I have been struggling over the past few days to feel inspired to write something on this blog. Saying anything about the current lockdown felt impossible, given the huge volume of material written by others covering every aspect, but also necessary. Reading this excellent blog post by Professor Hazel Hall has unstuck me.
In the spirit of counting my blessings, here are ways in which I am (very) lucky.
- Most of the people who are important to me are physically well.
- I have paid work that is interesting, and which I can do from home.
- I have a home in which to live and work, and even though a family emergency has taken me away from it, I am able to live and work safely elsewhere.
- I am naturally more of an introvert than an extrovert.
The point about introverts suffering less in this crisis has been covered extensively but let me say quickly that I am not a smug introvert. It took me a long time and a breakthrough moment discussing Myers Briggs results on a leadership development course many years ago to realise that I am on balance more of an introvert. It’s surprising that it took so long, really, but like a lot of introverts in leadership roles, I have had to adapt.
The introvert in the extrovert workplace
I long ago got over the worst of my fear of public speaking and have become much more comfortable working in teams. Extraversion is usually more valued in the workplace, so we adapt. If I had been a more extreme introvert, I would have no doubt chosen a different line of work. I’m not at all sorry about adapting as I have learnt so much and have been privileged to work in and lead some fantastic teams. Time spent with close friends one-to-one or in small groups remains a joy and I can even cope with occasional parties. Recognising that I need time on my own to ‘recharge’ has been really important, though, and in recent years I have felt more comfortable in prioritising time to read, do puzzles or exercise alone – basically, to retreat into my own head for a while.
The problem in lockdown for me is the lack of contrast. Either because I have adapted or because I was always a mild introvert, I have always enjoyed my alone time more as hours savoured in the middle of a busy and often sociable life. I value all the video Zooming, Facetiming, Teaming, Webexing and so on for both work and what passes for play these days, but of course it’s not the same as the full human experience of physical presence. I still value my time alone but my introvert batteries feel fully recharged and I am struggling to find a way to put that energy to good use. I can channel it into online work and domestic activity, but that doesn’t always feel like enough. I miss the challenge and the stimulation of being part of a larger group.

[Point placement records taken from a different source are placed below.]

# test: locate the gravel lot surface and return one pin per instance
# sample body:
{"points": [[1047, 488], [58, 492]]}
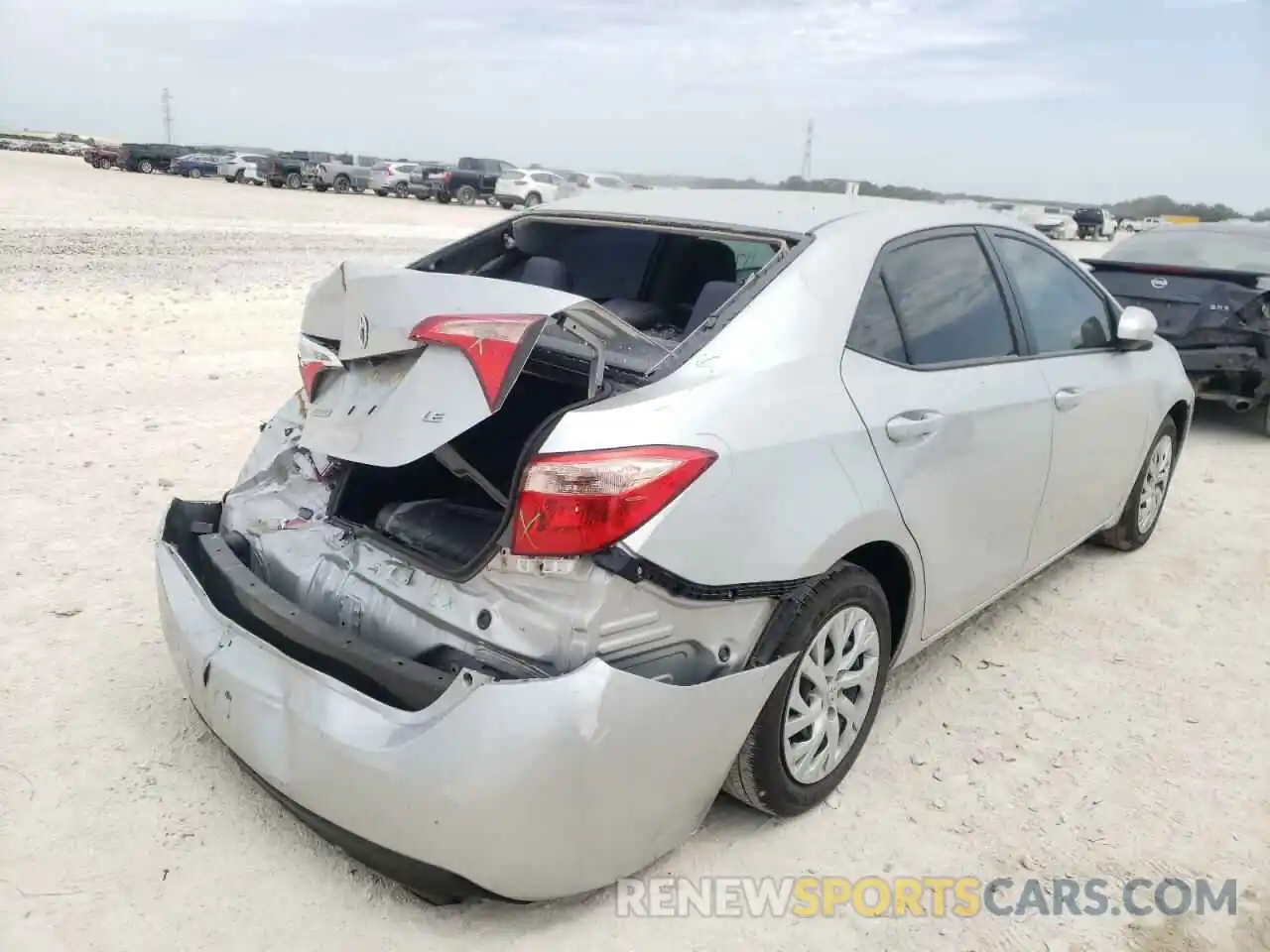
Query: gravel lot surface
{"points": [[1107, 720]]}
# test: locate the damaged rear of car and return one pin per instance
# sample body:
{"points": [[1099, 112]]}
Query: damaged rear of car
{"points": [[1209, 290], [417, 629]]}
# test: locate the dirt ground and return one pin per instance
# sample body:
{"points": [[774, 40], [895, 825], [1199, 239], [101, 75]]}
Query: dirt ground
{"points": [[1107, 720]]}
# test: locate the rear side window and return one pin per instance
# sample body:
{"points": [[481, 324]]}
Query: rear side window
{"points": [[948, 301], [875, 329], [751, 255], [1064, 311]]}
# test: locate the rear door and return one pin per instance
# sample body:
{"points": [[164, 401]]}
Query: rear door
{"points": [[959, 419], [1101, 397]]}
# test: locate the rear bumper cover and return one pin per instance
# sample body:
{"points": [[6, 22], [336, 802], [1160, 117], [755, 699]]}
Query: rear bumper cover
{"points": [[525, 789]]}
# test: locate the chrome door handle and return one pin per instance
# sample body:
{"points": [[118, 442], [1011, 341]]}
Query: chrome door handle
{"points": [[912, 425], [1066, 399]]}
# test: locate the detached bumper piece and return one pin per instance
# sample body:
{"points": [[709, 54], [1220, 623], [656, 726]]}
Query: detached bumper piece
{"points": [[454, 784]]}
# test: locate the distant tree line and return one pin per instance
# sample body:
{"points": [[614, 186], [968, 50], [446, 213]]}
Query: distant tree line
{"points": [[1151, 206]]}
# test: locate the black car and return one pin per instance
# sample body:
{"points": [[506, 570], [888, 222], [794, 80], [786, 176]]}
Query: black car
{"points": [[1209, 287]]}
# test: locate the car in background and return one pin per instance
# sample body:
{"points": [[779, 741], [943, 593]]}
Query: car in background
{"points": [[343, 173], [102, 157], [471, 179], [391, 179], [195, 166], [149, 158], [243, 167], [1207, 286], [570, 522], [601, 180], [291, 169], [429, 179], [531, 186], [1056, 222], [1093, 223]]}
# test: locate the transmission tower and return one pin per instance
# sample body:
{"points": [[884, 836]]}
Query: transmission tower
{"points": [[807, 151], [167, 114]]}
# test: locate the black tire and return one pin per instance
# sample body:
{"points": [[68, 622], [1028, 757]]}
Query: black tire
{"points": [[760, 775], [1128, 535]]}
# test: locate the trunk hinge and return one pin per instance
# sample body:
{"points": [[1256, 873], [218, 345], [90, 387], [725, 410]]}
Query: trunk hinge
{"points": [[448, 457], [597, 362]]}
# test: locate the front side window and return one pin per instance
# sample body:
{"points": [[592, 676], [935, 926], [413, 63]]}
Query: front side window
{"points": [[948, 301], [1064, 311]]}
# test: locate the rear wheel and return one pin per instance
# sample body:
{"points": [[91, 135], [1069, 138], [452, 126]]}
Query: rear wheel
{"points": [[1147, 500], [818, 717]]}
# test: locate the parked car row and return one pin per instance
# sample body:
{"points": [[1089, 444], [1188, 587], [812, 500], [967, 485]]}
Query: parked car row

Hoping for the best of both worlds
The lockdown seems to have made many of us more aware of our extrovert or introvert tendencies. It has certainly made me realise that this is not straightforward for some of us, and that our preference may change from day to day or even hour to hour. I know I will always value my time alone, but I hope I will be more conscious of the pleasure I get from working with teams and socialising in groups in future. I have tried over the years to support colleagues in adapting the working environment to suit their preferences, particularly those who are more strongly introvert and who need a space to retreat from full-on, open-plan, noisy collaboration. I hope in future I will be more conscious of others in the middle ground who need the noise as well as the retreat.
Great article. The problem we face now is how to centre the swing. Until lockdown we swung towards office based activity. The day after it began we swung to 24/7 at home. In a finance driven context, companies will look for excuses to reduce office costs and the swing could remain 24/7 working from home. Post this crisis we need to adapt to a central but flexible approach to how and where we work – A style to suit both the introvert and extrovert. The centre should be focused on bring both groups together as they both need each other.

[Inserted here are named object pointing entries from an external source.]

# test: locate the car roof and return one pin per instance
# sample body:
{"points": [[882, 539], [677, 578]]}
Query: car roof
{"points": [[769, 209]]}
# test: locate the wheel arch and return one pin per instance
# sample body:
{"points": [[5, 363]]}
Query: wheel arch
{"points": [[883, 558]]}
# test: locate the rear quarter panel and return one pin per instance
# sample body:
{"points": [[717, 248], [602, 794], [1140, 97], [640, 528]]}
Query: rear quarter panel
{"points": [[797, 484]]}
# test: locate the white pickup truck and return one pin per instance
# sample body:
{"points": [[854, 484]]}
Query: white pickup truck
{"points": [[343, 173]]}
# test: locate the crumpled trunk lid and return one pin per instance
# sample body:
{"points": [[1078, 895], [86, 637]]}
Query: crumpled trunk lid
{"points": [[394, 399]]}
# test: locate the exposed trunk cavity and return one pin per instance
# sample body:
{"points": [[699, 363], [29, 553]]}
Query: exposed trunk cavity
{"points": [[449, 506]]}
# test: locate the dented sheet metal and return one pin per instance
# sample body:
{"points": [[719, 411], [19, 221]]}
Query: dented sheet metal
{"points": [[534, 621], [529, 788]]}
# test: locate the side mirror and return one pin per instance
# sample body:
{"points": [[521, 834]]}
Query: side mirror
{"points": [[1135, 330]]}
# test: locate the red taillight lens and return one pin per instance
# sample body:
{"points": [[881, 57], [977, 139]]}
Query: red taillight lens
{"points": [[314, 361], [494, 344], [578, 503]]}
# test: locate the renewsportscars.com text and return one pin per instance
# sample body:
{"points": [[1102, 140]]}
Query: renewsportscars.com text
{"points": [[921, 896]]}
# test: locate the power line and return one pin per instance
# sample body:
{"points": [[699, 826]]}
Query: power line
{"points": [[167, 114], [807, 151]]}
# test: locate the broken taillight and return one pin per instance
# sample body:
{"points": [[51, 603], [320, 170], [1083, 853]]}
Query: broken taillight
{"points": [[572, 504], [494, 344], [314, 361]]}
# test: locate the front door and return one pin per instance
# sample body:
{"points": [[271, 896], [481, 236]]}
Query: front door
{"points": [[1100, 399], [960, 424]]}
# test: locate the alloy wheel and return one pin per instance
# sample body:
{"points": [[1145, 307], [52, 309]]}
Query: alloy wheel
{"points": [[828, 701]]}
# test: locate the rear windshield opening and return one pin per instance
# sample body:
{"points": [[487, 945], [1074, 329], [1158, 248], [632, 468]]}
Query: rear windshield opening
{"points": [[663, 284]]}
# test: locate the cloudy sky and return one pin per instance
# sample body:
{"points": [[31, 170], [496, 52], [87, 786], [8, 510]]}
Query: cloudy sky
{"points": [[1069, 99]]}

I wonder how much of the present success is down to relationships being made in an office before we were all scattered. It is much easier to sustain relationships online if they’ve been forged with longer contact, but much harder, I believe to form relationships online.
I would start from the same hypothesis, Fiona, but here we are engaged in a mass experiment to test it. I am now working on one project with some people whom I have never met face-to-face, and there is a good chance that we will complete at least the first phase with only online communication. Lots of other people must be in the same boat. It will be good to reflect on all of that experience.